Avukat Dursun Yılmaz’ın Beyanları
Av. Yılmaz, Lütfillah Tacik’in sanık polis S.O tarafından darp edildiğinin adli tıp raporunda “çıkmadığını”, müvekkiline isnat edilen eylemin ispat edilmediğini ileri sürdü. Lütfillah Tacik’in polis aracında bekletilmesi suçlamasıyla yargılanan H.Ö. hakkında şöyle konuştu:

“H***Ö** yurt dışı işlemleri için (Tacik’i) hastaneye muayene için götürmüştür. (Lütfullah Tacik) Araç içinde hastalanmış olsaydı diğer arkadaşları müdahale ederdi, H*** Ö***'nün hastaneye yetiştirmeye çalıştığı bir hastadan haberi bulunmamaktadır. Yazılı savunmalarımızı tekrar ederiz.

Müvekkillerin ayrı ayrı beraatine karar verilmesini, mahkemeniz aksi kanaatte ise lehe olan hükümlerin uygulanmasını talep ederiz.”

Karar
2015’ten beri süren yargılama sürecinde defaatle değişen Van 2. Ağır Ceza Mahkemesi’nin son heyeti kararını açıkladı.

  1. Sanık S.O.’nun TCK 86/2’de düzenlenen fiilin “kişi üzerindeki etkisinin basit bir tıbbî müdahaleyle giderilebilecek ölçüde hafif” yaralama suçundan cezalandırılmasına karar verildi.

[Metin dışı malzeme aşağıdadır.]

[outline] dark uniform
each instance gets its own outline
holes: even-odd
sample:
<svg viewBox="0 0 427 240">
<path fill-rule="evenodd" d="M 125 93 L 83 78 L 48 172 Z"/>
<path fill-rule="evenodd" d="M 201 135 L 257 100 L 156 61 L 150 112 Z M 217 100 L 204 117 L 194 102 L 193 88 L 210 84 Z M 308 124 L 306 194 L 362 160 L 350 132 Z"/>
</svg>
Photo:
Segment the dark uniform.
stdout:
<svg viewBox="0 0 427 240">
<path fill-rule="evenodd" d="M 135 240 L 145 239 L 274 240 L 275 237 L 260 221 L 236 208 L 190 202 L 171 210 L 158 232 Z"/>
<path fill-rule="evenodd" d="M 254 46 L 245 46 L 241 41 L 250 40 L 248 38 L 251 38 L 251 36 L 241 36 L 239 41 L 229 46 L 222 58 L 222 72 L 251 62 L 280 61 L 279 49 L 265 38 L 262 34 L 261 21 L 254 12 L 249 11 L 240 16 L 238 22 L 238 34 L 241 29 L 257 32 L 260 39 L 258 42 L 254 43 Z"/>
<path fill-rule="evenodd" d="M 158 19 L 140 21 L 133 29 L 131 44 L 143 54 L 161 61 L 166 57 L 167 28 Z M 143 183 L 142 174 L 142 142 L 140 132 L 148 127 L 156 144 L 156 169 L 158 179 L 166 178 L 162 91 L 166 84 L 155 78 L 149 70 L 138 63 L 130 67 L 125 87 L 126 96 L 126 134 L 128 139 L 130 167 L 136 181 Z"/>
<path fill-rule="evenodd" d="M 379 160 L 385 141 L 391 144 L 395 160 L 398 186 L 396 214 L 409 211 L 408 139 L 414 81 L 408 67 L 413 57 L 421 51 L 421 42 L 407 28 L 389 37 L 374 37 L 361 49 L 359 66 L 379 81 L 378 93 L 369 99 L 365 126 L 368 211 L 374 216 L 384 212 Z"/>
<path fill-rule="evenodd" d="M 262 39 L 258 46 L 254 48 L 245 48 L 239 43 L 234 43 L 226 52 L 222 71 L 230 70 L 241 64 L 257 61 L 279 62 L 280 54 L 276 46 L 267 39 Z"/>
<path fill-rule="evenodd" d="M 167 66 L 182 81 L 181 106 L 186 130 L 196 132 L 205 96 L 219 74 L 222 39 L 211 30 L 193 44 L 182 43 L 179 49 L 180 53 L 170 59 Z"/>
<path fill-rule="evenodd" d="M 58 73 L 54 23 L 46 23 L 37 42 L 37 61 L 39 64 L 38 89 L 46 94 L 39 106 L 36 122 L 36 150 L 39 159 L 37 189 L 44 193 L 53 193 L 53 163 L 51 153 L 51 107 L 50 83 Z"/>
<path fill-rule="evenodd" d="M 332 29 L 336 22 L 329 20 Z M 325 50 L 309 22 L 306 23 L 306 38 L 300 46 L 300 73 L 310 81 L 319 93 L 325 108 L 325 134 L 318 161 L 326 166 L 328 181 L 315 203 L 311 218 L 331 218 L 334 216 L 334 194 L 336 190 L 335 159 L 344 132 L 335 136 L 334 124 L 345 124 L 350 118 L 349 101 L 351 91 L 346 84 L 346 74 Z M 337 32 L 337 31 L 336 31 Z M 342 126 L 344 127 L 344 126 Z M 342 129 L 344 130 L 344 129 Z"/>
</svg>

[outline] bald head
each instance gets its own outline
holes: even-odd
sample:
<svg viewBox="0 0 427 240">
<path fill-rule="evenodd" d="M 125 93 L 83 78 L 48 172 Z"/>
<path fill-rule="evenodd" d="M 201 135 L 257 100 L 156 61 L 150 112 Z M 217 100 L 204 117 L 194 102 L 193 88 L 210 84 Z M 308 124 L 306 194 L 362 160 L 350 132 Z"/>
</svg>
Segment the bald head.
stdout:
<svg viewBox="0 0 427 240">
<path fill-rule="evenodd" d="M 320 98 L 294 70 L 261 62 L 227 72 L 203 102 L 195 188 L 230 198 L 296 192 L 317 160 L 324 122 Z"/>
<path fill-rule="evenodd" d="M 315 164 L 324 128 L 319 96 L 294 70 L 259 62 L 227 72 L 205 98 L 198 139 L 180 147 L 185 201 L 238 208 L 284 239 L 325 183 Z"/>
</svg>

Sanığın “sanığı suçu işlemeye iten nedenler nazara alınarak takdiren” 4 ay hapis cezasına çarptırılmasına karar verildi.
    1. Sanığın cezası “eylemini kamu görevlisinin sahip bulunduğu nüfuz kötüye kullanmak suretiyle” işlemesi nedeniyle yarı oranda artırılarak 6 ay hapis cezasına çıkarıldı.
    2. Cezaya 1/6 oranında TCK 62/1 uyarında “takdiri indirim” uygulandı. Ceza 5 ay hapis cezasına düşürüldü
    3. Sanığın “adli sicil kaydının bulunmaması, netice cezanın nevi ve miktarı ile sanığın tekrar suç işlemeyeceği konusunda mahkememizde olumlu kanaat oluşması nedeniyle” sanığa verilen hapis cezasının TCK'nın 51/1 maddesi gereğince ertelenmesine karar verildi.
      1. Sanık için 1 yıllık denetim süresi belirlendi.
      2. “Sanığın kişiliği sosyal durumu itibariyle denetim sürecinde herhangi bir yükümlülük belirlenmesine ve uzman görevlendirilmesine yer olmadığına” karar verildi.
      3. Sanığın denetim süresince kasıtlı bir suç işlememesi halinde veya denetim tedbirlerine uygun davrandığı takdirde “ceza infaz edilmiş sayılacak”, “Aksi takdirde ertelenen cezanın kısmen veya tamamen infaz kurumunda çektirileceği hususunda sanığa ihtarat yapılmasına, gerekçeli kararın tebliği ile gerekli ihtarların yapılmış sayılmasına” ifadeleri zapta geçirildi.
  2. Sanık H.Ö.’nün üzerine atılı “görevi kötüye kullanma” suçunu işlediğine dair “her türlü şüpheden uzak, kesin, somut inandırıcı delil elde edilemediği” gerekçesiyle sanığın CMK 223/2-e uyarınca beraatine karar verildi.